Women were limited to three bathroom trips a day and had to ask permission each time they sought to use what passed as the facilities. She recalled that when women had their request to use the bathroom denied, they would be forced to urinate or defecate in their pants. 

Upon her release from the third concentration camp, Tursun sought to return to Egypt to drop her children off with her husband, whom she thought was still residing there. The Chinese government allowed her to return to Egypt but not before forcing her to pledge allegiance to China. Additionally, she was instructed to come back to China after two months or risk the detention or death of her family members. 

After arriving in Egypt, Tursun learned that her husband had also been detained by Chinese authorities and determined that she was unsafe there. She subsequently informed U.S. diplomats about her situation, and they agreed to help her and her children move to the U.S. She now lives in Virginia, where she has resided since late 2018. Since then, she's traveled to other states where she recounted her harrowing testimony at universities and other events. 

Tursun has also shared her story with other media outlets, including CNN. In a previous interview with CNN, she vowed that when her children became older, she would tell them that the Chinese government had killed their brother.

More than three years after the CNN interview, Tursun explained to CP that she has yet to tell her children the complete details about what happened to their brother. She has told her children that they once had a brother, whom they have seen a picture of.

Whenever they ask where he is, she tells them that “he is in China.” She vowed that “when they … grow up” and “their mind is good, I will tell them everything” in addition to impressing on them to “never, ever forget [that the] Chinese government killed your brother.” 

At the time of the CNN interview, which was published in early 2019, Tursun was “working through the U.S. asylum process.” She gave an update about her asylum status in her interview with CP, reporting, “My asylum process until now is pending.” She ultimately concluded that whether or not she receives asylum is “not important because … whatever happens, I am in this safe country, and I love this country.”
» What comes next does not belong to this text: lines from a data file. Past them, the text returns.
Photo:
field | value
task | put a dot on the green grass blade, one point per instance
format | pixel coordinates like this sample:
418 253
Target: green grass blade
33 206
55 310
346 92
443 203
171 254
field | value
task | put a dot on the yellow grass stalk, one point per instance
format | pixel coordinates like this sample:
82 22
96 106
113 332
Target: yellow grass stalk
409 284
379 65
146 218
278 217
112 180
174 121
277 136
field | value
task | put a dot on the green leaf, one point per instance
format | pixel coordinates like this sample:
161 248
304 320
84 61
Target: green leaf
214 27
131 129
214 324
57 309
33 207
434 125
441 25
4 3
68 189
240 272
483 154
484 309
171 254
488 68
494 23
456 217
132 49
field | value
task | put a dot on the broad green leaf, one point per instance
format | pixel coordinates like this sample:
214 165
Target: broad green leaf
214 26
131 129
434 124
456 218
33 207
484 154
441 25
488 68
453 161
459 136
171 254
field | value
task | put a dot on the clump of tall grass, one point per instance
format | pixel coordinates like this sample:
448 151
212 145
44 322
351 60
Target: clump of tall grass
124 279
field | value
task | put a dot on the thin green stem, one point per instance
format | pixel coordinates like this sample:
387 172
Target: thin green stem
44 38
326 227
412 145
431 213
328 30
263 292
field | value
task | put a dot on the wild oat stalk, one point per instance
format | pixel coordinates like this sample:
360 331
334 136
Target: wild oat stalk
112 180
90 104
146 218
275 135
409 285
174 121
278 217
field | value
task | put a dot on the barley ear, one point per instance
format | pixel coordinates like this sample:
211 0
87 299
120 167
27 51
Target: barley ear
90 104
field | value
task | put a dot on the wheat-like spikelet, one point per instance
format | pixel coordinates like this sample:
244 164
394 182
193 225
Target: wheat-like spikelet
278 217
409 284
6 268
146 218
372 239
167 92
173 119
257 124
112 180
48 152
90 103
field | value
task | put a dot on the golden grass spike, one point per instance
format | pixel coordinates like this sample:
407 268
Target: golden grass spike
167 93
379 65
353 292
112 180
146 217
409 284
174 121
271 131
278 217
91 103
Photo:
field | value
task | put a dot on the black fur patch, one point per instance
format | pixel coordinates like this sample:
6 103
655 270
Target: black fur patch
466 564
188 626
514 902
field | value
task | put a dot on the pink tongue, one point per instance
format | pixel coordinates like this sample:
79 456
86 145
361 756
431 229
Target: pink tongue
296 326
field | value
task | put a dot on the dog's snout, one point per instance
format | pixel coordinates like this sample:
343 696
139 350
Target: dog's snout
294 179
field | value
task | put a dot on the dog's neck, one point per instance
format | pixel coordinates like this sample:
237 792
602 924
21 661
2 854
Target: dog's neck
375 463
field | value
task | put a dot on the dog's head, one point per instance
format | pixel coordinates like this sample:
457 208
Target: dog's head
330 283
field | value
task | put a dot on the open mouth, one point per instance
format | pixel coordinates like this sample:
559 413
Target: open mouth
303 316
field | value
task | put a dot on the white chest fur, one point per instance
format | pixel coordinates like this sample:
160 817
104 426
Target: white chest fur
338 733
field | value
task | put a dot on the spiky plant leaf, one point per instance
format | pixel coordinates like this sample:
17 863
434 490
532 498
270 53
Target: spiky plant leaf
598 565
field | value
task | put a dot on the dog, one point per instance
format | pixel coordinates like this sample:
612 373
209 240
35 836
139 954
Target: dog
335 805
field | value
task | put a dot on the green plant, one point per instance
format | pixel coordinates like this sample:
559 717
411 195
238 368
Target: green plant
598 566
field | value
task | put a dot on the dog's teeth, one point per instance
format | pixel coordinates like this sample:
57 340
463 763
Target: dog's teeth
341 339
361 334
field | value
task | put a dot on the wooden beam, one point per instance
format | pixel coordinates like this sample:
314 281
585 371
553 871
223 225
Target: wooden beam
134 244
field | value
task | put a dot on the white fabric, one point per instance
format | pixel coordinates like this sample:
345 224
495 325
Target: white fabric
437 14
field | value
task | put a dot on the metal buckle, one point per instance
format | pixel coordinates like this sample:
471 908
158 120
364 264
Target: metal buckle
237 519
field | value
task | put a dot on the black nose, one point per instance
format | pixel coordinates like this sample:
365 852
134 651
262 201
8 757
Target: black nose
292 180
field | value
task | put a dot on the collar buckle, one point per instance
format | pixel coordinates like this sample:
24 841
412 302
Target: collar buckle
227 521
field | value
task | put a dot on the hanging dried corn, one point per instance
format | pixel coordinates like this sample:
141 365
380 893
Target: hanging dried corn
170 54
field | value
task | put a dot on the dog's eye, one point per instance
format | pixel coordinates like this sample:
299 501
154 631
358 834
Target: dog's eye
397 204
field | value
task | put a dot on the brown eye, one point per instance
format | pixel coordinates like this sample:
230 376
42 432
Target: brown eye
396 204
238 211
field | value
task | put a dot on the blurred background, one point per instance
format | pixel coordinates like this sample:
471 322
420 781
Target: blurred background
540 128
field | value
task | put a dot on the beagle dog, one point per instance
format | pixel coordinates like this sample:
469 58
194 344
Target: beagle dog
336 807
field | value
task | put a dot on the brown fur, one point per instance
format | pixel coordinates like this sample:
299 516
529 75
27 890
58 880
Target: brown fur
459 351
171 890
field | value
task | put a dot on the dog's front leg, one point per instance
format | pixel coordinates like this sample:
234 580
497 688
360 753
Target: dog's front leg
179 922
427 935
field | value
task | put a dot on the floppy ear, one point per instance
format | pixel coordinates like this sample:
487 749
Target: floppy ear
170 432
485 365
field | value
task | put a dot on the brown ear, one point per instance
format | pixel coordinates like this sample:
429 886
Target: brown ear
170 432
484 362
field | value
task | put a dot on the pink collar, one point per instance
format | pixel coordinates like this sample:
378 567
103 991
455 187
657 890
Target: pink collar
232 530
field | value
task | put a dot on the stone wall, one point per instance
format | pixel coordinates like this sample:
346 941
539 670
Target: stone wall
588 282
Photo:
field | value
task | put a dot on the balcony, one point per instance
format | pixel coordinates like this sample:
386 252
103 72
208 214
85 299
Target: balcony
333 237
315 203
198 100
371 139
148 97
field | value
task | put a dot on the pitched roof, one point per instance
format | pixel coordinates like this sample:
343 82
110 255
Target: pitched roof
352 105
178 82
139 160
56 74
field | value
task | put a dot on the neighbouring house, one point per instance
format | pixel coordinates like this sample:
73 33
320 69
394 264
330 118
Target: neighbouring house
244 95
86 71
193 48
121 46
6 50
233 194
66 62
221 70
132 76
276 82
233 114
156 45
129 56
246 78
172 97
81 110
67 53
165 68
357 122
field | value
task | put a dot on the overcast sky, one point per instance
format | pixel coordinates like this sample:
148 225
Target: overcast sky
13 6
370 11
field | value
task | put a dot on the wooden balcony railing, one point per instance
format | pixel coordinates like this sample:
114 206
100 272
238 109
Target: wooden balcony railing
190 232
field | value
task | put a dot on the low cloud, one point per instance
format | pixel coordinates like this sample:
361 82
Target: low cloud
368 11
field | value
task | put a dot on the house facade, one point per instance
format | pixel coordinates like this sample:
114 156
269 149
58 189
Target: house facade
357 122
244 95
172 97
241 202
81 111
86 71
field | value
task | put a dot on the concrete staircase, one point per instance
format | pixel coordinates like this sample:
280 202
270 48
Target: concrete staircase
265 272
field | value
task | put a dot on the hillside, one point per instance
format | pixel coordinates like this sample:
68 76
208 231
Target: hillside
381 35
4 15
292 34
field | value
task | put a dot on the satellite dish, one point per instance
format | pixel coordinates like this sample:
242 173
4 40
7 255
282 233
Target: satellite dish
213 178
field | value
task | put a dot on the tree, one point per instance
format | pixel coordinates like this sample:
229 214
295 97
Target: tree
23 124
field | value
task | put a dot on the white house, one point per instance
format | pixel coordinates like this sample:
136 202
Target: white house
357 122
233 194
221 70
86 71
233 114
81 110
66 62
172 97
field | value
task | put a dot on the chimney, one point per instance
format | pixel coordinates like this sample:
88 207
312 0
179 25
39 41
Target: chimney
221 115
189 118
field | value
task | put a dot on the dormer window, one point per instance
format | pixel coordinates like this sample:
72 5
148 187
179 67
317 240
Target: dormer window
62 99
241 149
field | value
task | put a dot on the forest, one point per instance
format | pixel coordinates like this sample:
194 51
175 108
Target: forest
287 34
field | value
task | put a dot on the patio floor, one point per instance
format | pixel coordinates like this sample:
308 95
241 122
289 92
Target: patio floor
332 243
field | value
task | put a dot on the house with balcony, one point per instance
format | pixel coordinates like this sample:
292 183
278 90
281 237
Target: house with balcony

Tursun predicted that she would spend the rest of her life in the U.S., praising the country for providing her with a life of “safety with my kids.” Although she initially lived in fear of the CCP immediately after arriving in the U.S., she maintains that all concerns of retaliation have disappeared now that she has settled in: “Because I am in … one of the [strongest] countries in the world … they cannot do anything [to] me and the U.S. government is behind me all the way.”